The Pensions Regulator (TPR) said it is evolving its supervision of master trusts to focus on investments, data quality and standards, and innovation at retirement.
Neil Bull, TPR’s executive director of market oversight, told an audience of master trust chairs of trustees, trustees, scheme strategists and scheme funders at a regulator’s event that the move would see master trusts become the “gold standard for pension provision”.
Bull added that value has to be the “guiding light” for all that the regulator does. He said: “For our engagement with master trusts that means a focus on investments, a focus on data quality and standards.
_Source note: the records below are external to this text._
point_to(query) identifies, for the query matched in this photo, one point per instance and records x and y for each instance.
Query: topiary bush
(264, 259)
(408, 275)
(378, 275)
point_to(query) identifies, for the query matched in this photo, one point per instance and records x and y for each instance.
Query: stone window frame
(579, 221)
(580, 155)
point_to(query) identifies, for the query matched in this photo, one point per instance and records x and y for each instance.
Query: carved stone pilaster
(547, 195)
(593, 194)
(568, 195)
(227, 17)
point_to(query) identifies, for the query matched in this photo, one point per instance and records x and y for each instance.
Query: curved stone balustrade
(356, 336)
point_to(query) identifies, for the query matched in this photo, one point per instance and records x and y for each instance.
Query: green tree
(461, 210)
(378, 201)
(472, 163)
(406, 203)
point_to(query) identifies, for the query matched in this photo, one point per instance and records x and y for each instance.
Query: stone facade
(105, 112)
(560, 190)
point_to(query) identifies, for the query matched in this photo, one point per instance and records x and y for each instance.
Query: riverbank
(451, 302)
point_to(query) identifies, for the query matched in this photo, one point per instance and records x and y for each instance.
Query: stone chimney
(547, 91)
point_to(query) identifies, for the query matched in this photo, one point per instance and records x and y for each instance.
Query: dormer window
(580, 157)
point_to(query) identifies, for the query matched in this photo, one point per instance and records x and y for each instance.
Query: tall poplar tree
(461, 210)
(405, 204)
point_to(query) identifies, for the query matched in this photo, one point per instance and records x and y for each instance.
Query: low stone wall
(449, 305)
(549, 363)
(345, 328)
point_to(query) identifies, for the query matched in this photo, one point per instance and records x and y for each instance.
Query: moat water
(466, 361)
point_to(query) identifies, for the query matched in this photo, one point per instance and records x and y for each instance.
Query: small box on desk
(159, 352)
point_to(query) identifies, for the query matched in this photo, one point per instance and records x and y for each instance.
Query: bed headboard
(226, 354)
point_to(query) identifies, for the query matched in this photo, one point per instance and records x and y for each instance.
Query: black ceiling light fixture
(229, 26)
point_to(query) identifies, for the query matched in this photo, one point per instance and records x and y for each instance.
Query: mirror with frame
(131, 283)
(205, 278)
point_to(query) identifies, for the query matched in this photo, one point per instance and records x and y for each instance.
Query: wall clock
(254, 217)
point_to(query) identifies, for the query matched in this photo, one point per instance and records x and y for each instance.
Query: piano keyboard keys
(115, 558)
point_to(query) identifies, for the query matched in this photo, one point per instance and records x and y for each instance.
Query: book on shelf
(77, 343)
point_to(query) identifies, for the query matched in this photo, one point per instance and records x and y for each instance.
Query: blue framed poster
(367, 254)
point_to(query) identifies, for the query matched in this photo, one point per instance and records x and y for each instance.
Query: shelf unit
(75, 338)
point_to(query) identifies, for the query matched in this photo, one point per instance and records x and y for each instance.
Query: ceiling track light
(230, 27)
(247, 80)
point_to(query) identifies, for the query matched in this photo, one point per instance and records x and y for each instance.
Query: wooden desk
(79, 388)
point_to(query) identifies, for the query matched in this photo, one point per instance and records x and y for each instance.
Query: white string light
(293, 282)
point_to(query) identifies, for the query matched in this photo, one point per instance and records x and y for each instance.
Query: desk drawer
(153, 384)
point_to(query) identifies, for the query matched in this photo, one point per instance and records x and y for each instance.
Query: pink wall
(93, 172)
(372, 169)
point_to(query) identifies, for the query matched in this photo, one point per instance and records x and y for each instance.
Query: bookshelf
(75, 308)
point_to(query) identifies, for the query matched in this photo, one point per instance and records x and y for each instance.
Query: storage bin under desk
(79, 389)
And a focus on innovation at retirement.”
He explained that the shift follows the success of the master trust authorisation and supervisory regime, which resulted in high levels of governance and administration for master trusts.
Bull added that he wanted master trusts to see their relationship with the regulator as a partnership, which “mitigates harms, identifies opportunities for savers and delivers value”.
He also called on master trusts to candidly share their thoughts so TPR can explore their concerns and build sophisticated evidence bases to “understand the bigger picture”.
Bull added that many master trusts will have already seen a difference in how TPR engages with them on investments. This includes expert-to-expert conversations where a multi-disciplinary team from TPR engages with a master trust’s investment and strategic experts as well as its trustees.
As part of the new supervisory approach to master trusts, Bull said the regulator will probe and challenge more on how a master trust’s approach to investments delivers for savers as well as investigate how a master trust is seeking the best possible long-term risk-adjusted returns.
TPR will also look more broadly at master trust investment governance practice and investment decision-making and request deep dives into the systems and processes of master trusts.
Bull said: “Our visits need not be cause for concern but seen instead as a learning opportunity for us both. This will mirror the activity we see in the private sector when master trusts showcase their offer to employers explaining their operations.”